Michel Montaigne, le 15 octobre 1864

 

Très cher comte et ami,

D'après ce que m'a dit Valerand et ce que je lis dans certains journaux, les invitations pour Compiègne paraissent ajournées indéfiniment.

Je me propose de rester encore quelques temps à Montaigne pour surveiller de petits travaux d'appropriation, à moins que vous ne me disiez, qu'à votre avis, il y aurait des raisons sérieuses pour avancer mon départ, j'agirai suivant vos indications.

J'espère que l'année prochaine j'aurai un gîte simple mais convenable, et je serai bien heureux si vos affaires et la direction de vos excursions vous permettaient de faire une petite visite au manoir du philosophe- vous verrez que j'ai raison de préparer ce séjour, pour être le refuge et la consolation de ma vieillesse, comme le fit Montaigne il y a trois cent ans. Dites moi si vous voulez que je vous envoie immédiatement la barrique de Saint-Emilion qui vous est destinée; ou si vous désirez qu'elle reste vieillir dans mon chai. Si vous pouvez la faire ... chez vous, c'est à dire ... et regarnir souvent, je vais l’expédier. Sinon je lui ferai passer chez moi ce temps d'épreuve, sans aucune gêne pour moi. Dites ce que vous préférez.
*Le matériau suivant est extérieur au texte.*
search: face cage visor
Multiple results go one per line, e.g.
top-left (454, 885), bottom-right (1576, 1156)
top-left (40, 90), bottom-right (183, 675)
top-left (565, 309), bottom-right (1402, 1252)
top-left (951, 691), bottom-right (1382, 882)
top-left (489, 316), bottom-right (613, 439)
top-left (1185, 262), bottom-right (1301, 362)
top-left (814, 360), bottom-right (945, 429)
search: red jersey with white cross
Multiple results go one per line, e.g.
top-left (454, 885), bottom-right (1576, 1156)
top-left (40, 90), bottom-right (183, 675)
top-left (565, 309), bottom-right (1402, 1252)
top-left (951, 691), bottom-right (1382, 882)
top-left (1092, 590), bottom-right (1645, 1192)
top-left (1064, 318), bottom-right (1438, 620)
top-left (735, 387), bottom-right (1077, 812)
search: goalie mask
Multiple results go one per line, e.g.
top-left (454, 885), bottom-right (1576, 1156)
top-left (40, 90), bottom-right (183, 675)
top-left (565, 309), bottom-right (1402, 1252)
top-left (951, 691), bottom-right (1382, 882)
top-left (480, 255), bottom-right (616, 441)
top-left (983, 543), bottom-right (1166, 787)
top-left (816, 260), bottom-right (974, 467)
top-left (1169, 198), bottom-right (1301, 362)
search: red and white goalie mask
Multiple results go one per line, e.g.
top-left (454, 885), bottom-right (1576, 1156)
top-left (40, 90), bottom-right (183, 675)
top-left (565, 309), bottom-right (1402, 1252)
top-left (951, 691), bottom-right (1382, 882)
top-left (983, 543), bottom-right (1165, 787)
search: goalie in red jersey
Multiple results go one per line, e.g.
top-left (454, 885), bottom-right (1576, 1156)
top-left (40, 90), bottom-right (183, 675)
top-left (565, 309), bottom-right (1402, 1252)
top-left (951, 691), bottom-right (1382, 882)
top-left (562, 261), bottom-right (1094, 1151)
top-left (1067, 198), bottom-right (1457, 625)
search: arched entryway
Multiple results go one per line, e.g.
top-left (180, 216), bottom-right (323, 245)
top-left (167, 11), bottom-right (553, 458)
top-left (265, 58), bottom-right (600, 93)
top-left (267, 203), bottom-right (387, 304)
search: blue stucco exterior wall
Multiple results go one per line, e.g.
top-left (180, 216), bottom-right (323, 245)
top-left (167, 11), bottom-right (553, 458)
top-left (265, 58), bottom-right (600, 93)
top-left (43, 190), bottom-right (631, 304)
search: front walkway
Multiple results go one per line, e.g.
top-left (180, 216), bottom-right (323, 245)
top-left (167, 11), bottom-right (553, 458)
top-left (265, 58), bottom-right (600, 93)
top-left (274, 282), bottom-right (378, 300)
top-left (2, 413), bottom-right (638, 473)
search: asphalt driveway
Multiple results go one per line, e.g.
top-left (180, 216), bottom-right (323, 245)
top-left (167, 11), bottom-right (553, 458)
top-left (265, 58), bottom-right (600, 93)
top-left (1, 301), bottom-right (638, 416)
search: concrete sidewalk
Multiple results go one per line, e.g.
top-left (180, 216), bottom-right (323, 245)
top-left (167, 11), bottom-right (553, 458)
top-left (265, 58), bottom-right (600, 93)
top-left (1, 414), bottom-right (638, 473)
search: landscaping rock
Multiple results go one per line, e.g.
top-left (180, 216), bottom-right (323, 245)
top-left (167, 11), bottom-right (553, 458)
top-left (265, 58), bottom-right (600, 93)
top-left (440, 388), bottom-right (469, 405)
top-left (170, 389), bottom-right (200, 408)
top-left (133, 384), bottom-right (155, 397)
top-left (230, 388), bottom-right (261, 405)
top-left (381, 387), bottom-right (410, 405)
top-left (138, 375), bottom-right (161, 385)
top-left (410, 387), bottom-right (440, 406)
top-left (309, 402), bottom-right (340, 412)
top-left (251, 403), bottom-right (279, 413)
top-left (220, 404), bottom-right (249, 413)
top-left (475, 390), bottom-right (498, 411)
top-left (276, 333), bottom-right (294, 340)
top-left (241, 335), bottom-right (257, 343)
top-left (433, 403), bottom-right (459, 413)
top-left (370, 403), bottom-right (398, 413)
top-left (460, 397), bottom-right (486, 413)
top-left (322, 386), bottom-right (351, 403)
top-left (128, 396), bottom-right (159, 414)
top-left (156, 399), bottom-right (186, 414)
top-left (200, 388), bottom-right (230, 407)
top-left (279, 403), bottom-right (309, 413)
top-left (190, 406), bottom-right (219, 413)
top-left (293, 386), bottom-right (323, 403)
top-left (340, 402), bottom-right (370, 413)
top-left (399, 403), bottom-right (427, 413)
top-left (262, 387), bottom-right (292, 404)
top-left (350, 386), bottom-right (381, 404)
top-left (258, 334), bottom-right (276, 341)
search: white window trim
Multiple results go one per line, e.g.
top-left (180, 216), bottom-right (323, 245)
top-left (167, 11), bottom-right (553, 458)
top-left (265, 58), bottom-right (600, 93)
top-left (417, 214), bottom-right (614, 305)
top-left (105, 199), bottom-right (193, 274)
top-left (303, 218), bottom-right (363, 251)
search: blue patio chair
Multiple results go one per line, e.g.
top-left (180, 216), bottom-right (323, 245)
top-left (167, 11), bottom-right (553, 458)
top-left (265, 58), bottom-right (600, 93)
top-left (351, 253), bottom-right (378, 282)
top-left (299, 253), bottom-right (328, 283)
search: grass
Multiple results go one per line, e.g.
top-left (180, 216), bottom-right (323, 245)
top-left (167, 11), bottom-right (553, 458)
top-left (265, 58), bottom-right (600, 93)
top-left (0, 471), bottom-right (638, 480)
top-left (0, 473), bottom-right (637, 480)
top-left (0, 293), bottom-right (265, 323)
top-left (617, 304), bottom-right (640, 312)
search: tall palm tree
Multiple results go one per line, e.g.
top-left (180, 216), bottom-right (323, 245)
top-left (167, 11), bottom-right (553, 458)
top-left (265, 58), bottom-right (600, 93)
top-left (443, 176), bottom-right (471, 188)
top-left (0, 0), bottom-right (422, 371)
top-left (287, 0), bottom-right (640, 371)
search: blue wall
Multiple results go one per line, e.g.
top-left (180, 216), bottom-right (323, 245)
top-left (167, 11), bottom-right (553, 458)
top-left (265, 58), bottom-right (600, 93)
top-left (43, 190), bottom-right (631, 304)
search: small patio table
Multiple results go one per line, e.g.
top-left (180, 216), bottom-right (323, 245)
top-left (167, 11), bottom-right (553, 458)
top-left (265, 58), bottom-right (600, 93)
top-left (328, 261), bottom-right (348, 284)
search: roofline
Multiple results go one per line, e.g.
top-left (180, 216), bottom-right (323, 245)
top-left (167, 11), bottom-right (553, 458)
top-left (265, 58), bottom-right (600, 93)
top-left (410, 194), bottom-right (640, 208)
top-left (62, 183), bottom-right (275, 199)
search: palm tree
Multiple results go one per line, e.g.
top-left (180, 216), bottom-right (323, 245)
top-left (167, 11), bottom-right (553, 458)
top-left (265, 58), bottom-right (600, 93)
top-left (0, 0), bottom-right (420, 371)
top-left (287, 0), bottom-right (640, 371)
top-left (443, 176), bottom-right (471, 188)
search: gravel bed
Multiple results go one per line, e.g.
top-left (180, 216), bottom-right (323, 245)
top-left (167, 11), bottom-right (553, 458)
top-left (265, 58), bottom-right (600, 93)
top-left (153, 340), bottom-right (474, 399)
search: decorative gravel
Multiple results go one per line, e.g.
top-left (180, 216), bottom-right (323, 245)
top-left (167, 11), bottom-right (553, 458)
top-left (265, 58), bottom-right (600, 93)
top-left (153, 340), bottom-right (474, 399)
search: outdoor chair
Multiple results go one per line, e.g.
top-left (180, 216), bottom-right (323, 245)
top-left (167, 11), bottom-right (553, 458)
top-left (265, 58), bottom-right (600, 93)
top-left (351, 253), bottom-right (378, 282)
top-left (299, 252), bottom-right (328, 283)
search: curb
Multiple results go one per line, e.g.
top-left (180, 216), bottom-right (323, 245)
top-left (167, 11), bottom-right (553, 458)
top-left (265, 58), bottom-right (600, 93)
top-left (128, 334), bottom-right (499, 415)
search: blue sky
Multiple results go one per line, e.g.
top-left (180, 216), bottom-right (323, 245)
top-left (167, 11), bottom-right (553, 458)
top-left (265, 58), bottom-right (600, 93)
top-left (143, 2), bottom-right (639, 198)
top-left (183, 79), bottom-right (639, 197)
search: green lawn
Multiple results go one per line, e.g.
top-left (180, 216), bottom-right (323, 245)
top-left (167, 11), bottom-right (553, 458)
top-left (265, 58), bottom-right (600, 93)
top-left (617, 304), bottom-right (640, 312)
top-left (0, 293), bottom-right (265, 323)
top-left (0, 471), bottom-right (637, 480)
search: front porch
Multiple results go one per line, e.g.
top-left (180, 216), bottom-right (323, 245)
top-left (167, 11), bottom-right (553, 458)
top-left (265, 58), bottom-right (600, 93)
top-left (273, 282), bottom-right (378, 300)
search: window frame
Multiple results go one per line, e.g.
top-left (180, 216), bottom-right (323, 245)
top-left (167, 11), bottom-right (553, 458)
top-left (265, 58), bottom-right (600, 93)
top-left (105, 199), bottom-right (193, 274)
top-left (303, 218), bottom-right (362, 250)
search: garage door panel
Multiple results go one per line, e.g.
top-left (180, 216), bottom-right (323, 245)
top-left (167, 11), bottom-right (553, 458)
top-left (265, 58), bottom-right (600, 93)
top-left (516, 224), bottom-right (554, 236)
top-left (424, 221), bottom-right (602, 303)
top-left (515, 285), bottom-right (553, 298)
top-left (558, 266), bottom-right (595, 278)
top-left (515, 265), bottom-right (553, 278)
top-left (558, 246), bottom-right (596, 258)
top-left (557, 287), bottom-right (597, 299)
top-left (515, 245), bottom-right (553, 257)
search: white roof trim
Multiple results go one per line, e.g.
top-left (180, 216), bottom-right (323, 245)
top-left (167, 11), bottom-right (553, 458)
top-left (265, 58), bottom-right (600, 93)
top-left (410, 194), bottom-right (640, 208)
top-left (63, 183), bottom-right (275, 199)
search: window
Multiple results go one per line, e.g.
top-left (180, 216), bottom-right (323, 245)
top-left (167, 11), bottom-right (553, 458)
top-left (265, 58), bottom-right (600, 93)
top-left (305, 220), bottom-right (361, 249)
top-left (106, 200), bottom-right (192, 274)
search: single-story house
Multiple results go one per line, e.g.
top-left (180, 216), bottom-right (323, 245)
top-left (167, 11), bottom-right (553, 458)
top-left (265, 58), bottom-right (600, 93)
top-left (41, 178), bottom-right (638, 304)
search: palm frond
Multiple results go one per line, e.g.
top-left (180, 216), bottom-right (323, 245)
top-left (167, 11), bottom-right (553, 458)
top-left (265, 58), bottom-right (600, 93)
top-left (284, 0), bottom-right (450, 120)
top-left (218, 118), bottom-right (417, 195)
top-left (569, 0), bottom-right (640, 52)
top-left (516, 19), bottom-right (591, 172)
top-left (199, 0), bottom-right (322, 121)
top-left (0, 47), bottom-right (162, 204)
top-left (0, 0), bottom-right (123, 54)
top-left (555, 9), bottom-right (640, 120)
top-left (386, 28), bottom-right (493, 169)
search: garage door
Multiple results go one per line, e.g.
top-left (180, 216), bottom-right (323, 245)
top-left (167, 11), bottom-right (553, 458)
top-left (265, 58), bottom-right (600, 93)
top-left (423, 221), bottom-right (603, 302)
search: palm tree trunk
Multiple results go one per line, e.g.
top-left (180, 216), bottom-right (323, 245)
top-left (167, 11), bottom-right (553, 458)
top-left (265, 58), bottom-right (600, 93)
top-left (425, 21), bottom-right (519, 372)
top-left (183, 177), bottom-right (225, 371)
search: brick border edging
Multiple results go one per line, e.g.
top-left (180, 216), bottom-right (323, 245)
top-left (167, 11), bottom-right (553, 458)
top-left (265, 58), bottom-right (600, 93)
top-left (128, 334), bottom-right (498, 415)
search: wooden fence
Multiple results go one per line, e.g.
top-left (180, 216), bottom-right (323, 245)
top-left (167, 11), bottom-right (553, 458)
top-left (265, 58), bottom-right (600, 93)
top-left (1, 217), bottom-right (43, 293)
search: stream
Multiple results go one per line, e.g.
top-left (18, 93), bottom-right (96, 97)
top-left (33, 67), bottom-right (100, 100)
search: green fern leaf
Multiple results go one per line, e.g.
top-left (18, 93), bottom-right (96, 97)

Rouland est arrivé dans un moment difficile. Il a une position plus sûre,  plus nette, plus tranquille à certains égards, mais il n'est pas affranchi de toutes tribulations. J'en sais quelque chose, ayant été par le fait gouverneur de la banque pendant trois années de grandes crises, le directeur d'alors ayant pour ainsi dire abdiqué dans les mains du Ministre des Finances.

Nous avons pensé qu'avant trois mois le Président du Conseil d'Etat et le Ministre d'Etat seraient à couteau tiré. N'en croyez rien, vous verrez.

 

Mille bonnes amitiés.

P. Magne

Il parait que le bruit de ma mort a couru à Paris, puisque plusieurs arrivés à Montaigne s'informent du fait.

Grâce à Dieu je n'ai jamais joui d'une santé plus complètement bonne.